(Adds federal regulator comment, exemption information)
By Ernest Scheyder
BISMARCK, North Dakota, June 24 (Reuters) - North Dakota intends to nearly double its pipeline capacity within two years as part of a plan to curb the wasteful flaring of natural gas in the bustling Bakken oil field, the state's governor said on Tuesday.
While oil production has more than tripled in the past decade to 1 million barrels of oil equivalent (boepd) per day, making North Dakota the fastest-growing economy in the United States, the pipeline network for transporting natural gas has lagged.
Aiming to change that, Governor Jack Dalrymple said the state wants pipeline capacity to increase to 1.4 million boepd by 2016, up from roughly 780,000 boepd currently.
"We will reduce flaring," the governor told executives, regulators and investors at a pipeline summit he hosted in the state's capital. "It's just that simple."
Natural gas that is produced along with crude oil needs to be flared if there is no pipeline to take it to market or a processing plant. Roughly 30 percent of the fuel was flared in April, the latest month for which statistics are available.
While down from an all-time high of 36 percent in September 2011, Dalrymple had hoped for a lower number.
The governor, a Republican, known for working closely with energy companies on development, acknowledged that he cannot force Oneok, Enbridge, MDU Resources and other pipeline companies to expand their networks.
But he described himself as the industry's cheerleader and promised to encourage, through regulation and other means, more pipeline development to decrease reliance on trucking and railroads.
"Although rail has played a critical role to market our petroleum, over the long term we're looking for the safest way to market our product," he said.
Dalrymple and other regulators changed state policy on June 1 to require energy companies to submit a detailed plan when filing for a drilling permit about how they planned to capture and use any natural gas released by a new well.
Updated policies for existing wells are set to be released on July 1. Both steps effectively encourage the development of pipelines.
Oneok and other pipeline operators have been working aggressively to build their natural gas pipeline network in the state, though they have been constrained by cold weather, right-of-way issues and other factors.
Right-of-way access has become a hot-button topic in the state. Pipeline companies have grown frustrated as some landowners refuse requests to build through their land.
State regulators are attempting to craft rules that would appease both sides. Eminent domain remains deeply unpopular in the conservative state.
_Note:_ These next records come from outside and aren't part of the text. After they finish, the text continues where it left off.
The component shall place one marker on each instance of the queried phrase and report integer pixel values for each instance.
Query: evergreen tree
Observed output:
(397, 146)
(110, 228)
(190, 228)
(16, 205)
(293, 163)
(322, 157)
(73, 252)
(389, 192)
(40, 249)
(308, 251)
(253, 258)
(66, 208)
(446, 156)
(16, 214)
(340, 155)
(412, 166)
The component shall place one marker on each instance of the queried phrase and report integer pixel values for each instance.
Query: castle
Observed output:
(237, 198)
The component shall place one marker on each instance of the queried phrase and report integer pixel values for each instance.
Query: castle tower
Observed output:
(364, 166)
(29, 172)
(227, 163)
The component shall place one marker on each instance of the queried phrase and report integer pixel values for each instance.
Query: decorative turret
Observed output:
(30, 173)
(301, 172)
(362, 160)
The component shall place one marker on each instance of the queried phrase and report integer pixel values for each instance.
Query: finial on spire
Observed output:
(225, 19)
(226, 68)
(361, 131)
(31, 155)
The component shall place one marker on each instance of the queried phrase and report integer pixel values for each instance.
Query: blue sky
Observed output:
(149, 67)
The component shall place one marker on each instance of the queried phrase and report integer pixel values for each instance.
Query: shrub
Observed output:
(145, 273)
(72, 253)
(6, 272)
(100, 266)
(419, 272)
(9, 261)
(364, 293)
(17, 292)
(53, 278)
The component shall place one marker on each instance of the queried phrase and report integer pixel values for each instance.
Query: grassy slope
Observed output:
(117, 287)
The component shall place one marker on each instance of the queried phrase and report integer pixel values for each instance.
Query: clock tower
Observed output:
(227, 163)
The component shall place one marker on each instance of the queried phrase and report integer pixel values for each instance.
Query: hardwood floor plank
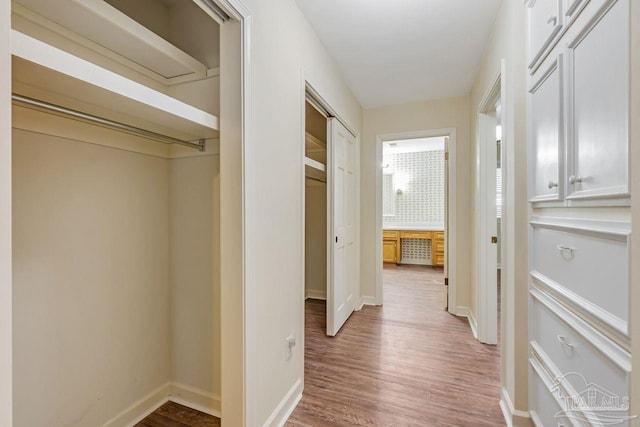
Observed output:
(408, 363)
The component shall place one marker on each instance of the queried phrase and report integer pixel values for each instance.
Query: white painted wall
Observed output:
(194, 217)
(91, 280)
(507, 42)
(284, 47)
(5, 217)
(428, 115)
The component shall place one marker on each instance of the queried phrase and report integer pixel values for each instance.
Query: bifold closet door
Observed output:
(342, 260)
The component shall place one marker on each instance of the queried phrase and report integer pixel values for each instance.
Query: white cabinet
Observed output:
(545, 23)
(599, 107)
(546, 135)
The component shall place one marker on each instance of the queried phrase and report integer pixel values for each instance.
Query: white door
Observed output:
(341, 212)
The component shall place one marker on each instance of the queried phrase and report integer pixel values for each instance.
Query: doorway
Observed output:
(488, 215)
(330, 214)
(415, 226)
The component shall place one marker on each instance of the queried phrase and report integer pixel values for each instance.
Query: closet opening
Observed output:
(116, 206)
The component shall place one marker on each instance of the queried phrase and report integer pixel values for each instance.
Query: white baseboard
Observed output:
(473, 323)
(282, 412)
(367, 301)
(462, 311)
(314, 294)
(140, 409)
(512, 416)
(195, 398)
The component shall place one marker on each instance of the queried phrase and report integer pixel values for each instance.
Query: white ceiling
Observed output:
(396, 51)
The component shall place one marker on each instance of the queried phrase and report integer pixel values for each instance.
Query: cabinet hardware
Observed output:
(562, 248)
(563, 340)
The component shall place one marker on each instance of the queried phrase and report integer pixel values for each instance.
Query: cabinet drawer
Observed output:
(576, 350)
(390, 234)
(545, 23)
(545, 410)
(415, 234)
(591, 264)
(546, 135)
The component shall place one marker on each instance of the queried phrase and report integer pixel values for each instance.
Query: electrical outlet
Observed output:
(291, 344)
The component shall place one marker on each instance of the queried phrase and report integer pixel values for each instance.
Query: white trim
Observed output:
(511, 415)
(141, 408)
(486, 260)
(195, 398)
(473, 323)
(286, 406)
(315, 294)
(450, 262)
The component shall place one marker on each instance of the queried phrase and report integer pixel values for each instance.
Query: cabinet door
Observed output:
(389, 251)
(546, 135)
(545, 23)
(599, 83)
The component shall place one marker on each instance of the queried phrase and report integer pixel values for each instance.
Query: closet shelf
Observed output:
(103, 28)
(46, 73)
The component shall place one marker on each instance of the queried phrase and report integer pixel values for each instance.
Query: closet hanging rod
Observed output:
(200, 145)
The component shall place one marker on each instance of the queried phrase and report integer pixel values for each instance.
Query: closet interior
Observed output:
(315, 203)
(115, 209)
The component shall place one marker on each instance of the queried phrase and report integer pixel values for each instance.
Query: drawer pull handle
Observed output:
(563, 340)
(562, 248)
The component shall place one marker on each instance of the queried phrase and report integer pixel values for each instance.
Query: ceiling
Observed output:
(396, 51)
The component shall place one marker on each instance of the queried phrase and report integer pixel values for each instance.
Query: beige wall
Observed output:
(194, 217)
(284, 48)
(429, 115)
(508, 42)
(91, 280)
(5, 217)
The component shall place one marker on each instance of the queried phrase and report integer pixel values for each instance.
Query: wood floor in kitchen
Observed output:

Federal regulators, though, bluntly warned pipeline operators to quickly resolve disputes with landowners.
"We support the rights of citizens," said Linda Daughtery of the U.S. Department of Transportation's Pipeline and Hazardous Materials Safety Administration (PHMSA). "You should work it out with the landowner long before it gets to the federal level."
North Dakota wells are only allowed to flare natural gas for one year after they begin production. If operators flout the rule, they will be fined production taxes on the value of the gas flared and royalty payments to the landowner.
Companies can petition for an exemption to the rule. Exxon Mobil and Occidental Petroleum filed the most exemption requests this month.
Such appeals have been falling steadily, though, and the new policy implemented on June 1 will encourage companies to not always expect the exemption.
While flaring reduction has been a key focus for the regulators, many residents see traffic as a bigger reason to build pipe, said Gene Veeder, head of the economic development office in McKenezie County, a key oil development region.
"Our local citizens are less worried about global warming then they are about the 1,100 trucks that go by their mailbox every day," Veeder said.